Some consumer advocates, employers and health plans have pushed for more transparency in pricing to encourage consumers to be more selective of providers who can offer low-cost and high-quality care. Some also believe greater transparency can promote competition among healthcare providers based on the value of care. Because of this, the number of state legislatures looking to improve transparency in healthcare costs and provider payments has grown over the past two decades.
No Consensus on Transparency
There are decidedly mixed opinions on this subject, and studies and surveys have shown no consistent results on whether or not consumers would actually price shop if given the option and the tools. Would providing more transparency really cut healthcare expenditures and foster better value? Or would it simply put an extra burden on the patient—trying to figure out cost and quality—for no good reason?

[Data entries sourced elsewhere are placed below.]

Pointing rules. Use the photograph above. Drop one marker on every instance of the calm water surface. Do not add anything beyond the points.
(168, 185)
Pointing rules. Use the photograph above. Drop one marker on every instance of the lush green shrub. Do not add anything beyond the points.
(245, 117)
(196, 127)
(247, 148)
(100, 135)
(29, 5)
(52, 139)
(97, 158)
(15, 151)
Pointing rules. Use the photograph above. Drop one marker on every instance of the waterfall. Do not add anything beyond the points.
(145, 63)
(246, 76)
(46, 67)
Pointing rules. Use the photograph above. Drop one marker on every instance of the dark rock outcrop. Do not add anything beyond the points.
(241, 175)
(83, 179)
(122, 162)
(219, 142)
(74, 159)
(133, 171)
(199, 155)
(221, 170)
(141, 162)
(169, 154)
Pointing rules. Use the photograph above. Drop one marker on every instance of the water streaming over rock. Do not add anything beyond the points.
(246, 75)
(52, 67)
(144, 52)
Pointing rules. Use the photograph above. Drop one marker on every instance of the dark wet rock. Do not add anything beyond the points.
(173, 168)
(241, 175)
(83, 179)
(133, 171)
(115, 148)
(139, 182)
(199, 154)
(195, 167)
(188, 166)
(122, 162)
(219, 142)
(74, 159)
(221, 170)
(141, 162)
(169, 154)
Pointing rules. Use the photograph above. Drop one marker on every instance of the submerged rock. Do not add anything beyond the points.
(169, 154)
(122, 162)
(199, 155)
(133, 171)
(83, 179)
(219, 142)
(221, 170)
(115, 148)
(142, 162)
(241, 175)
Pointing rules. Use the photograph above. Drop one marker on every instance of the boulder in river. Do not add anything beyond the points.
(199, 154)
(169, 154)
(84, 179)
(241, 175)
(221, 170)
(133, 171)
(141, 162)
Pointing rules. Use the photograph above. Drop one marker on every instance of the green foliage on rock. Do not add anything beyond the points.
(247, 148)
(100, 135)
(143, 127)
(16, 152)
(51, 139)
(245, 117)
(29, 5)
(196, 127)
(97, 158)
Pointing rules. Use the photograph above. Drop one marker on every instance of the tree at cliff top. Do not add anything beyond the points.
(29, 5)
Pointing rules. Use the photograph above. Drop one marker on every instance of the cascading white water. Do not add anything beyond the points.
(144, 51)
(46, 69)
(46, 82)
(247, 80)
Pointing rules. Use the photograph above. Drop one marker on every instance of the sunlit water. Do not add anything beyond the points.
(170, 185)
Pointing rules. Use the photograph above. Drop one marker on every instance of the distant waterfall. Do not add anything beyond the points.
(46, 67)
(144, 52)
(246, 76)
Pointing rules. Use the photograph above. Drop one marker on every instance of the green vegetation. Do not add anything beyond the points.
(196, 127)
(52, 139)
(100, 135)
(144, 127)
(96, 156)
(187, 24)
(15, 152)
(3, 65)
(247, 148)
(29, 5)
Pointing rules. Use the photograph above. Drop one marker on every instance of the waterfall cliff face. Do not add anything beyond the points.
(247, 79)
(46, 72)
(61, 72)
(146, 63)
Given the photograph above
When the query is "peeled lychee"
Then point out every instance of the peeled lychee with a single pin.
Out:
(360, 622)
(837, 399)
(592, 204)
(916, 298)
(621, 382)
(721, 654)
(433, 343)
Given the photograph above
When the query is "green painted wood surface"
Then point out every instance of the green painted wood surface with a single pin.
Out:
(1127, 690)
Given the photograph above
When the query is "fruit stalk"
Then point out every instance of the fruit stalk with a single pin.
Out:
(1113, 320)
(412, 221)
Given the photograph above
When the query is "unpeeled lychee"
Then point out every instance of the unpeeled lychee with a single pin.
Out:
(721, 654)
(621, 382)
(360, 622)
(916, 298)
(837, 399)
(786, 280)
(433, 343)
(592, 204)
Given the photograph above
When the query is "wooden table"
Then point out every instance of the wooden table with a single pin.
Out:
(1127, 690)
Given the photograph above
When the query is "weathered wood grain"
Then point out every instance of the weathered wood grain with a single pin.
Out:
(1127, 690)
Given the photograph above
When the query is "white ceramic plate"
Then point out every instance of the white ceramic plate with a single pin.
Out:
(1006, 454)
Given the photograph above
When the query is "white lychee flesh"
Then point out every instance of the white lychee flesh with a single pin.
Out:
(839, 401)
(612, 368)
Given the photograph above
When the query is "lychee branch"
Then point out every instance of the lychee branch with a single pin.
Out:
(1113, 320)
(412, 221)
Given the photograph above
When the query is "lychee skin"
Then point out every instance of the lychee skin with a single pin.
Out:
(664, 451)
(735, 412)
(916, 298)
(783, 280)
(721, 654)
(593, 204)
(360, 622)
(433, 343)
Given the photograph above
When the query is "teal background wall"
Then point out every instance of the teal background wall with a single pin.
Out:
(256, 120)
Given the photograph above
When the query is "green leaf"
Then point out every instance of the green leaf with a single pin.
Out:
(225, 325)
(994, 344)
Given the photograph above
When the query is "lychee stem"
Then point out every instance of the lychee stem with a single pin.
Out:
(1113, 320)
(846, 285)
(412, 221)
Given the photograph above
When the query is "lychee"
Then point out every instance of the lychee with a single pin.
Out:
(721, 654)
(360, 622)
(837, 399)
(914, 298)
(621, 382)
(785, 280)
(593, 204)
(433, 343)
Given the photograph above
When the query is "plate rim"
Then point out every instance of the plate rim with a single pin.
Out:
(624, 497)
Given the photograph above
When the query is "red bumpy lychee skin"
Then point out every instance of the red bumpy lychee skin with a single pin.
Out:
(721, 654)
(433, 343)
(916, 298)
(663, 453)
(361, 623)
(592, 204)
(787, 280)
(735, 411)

In a survey of more than 2,000 consumers published last year by TransUnion Healthcare, nearly 75 percent of respondents reported that receiving estimated costs upfront would positively impact their view of a healthcare provider. In addition, 43 percent of respondents said that it was somewhat or very difficult to obtain cost information, while 21 percent said that they had never tried to get information on cost.
A similar survey conducted by Public Agenda in 2016 also found great interest in obtaining information about cost. The survey revealed that half of Americans had tried to find healthcare price information before receiving care, and 20 percent had actually compared costs among different providers. Most of those who had comparison price shopped said they saved money, but the survey also found that 28 percent of Americans have tried to find out a single provider's price rather than comparing.

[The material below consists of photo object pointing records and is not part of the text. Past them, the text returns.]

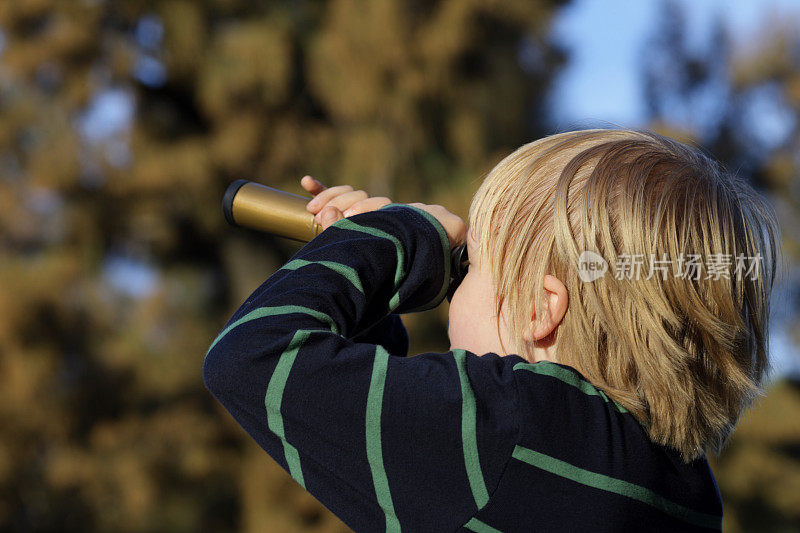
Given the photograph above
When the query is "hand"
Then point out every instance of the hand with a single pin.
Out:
(332, 204)
(336, 203)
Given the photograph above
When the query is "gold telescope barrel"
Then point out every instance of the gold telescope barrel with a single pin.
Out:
(255, 206)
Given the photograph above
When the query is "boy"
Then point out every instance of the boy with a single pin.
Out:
(566, 402)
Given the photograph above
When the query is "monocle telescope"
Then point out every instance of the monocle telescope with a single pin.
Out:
(255, 206)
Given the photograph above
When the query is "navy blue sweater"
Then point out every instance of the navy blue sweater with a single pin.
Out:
(314, 367)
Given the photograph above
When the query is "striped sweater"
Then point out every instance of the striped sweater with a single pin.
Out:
(314, 367)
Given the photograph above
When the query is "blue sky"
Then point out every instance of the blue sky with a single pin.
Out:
(606, 36)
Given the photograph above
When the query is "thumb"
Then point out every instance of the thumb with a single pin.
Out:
(328, 216)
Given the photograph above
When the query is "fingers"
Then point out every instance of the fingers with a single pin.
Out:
(364, 206)
(312, 185)
(342, 200)
(322, 199)
(328, 216)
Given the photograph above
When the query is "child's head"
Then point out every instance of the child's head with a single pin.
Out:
(686, 356)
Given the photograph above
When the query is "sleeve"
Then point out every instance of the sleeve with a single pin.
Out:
(417, 443)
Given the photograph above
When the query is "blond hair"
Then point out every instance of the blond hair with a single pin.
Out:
(685, 356)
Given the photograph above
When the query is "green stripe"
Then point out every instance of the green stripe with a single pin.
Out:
(349, 273)
(373, 438)
(348, 224)
(617, 486)
(479, 527)
(469, 438)
(273, 311)
(546, 368)
(445, 241)
(274, 398)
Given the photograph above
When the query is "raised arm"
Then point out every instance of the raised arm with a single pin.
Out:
(382, 441)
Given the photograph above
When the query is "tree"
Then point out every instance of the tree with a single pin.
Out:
(721, 101)
(121, 124)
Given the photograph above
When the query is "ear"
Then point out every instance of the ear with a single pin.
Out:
(557, 300)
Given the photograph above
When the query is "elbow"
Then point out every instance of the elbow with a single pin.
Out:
(218, 372)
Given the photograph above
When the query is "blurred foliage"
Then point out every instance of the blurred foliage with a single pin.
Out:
(121, 124)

However, another study conducted by the Bureau of Economic Research in 2015 found somewhat different results. Researchers evaluated healthcare utilization when a large self-insured company required all of its employees to switch from a plan that provided free healthcare (zero deductible) to a high-deductible plan (which included a health-savings account). They found that overall, employee healthcare spending dropped by about 13% annually, but this was not due to price shopping. Instead of shopping around or avoiding unnecessary procedures as a blanket policy, patients simply reduced their use of healthcare altogether. In fact, the researchers actually observed a shift to more expensive providers, and this occurred despite the fact that employees were offered a tool with which they could search for providers and compare costs.

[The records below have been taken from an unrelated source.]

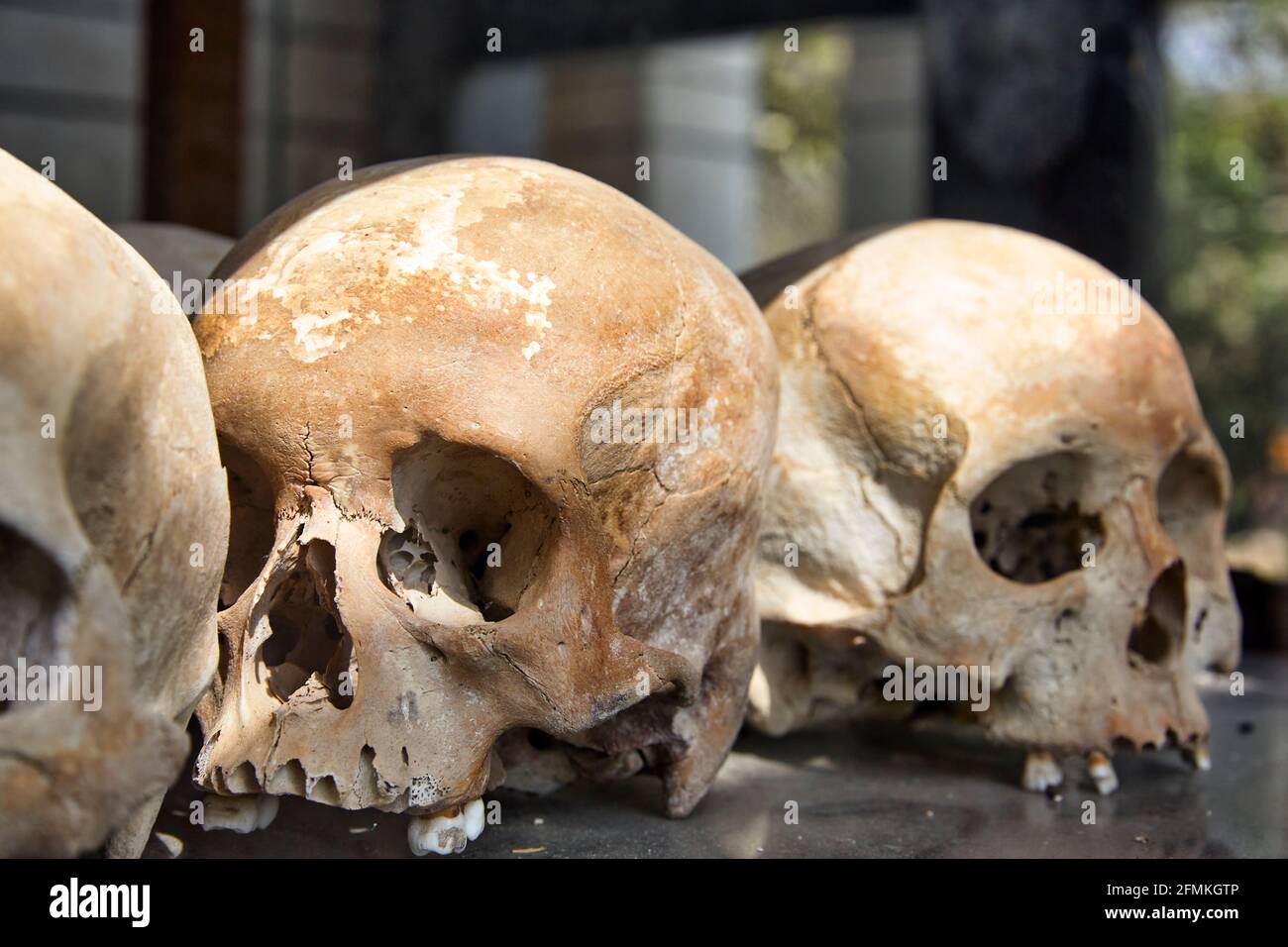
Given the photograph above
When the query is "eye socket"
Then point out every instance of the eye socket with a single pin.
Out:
(1028, 525)
(476, 527)
(250, 538)
(1190, 499)
(35, 594)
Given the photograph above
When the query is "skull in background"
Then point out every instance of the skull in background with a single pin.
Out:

Barriers to Price Shopping
So the results are somewhat mixed; while enabling cost transparency may be a move in the right direction, it is certainly not a panacea for curbing healthcare spending. For the most part, pricing continues to be largely determined by factors that are beyond the control of the patient. Patients may also be restricted to seeing providers within their insurers' networks, which would give them less leverage for price shopping. Concerns about the quality of care are also important, and must be factored into the equation.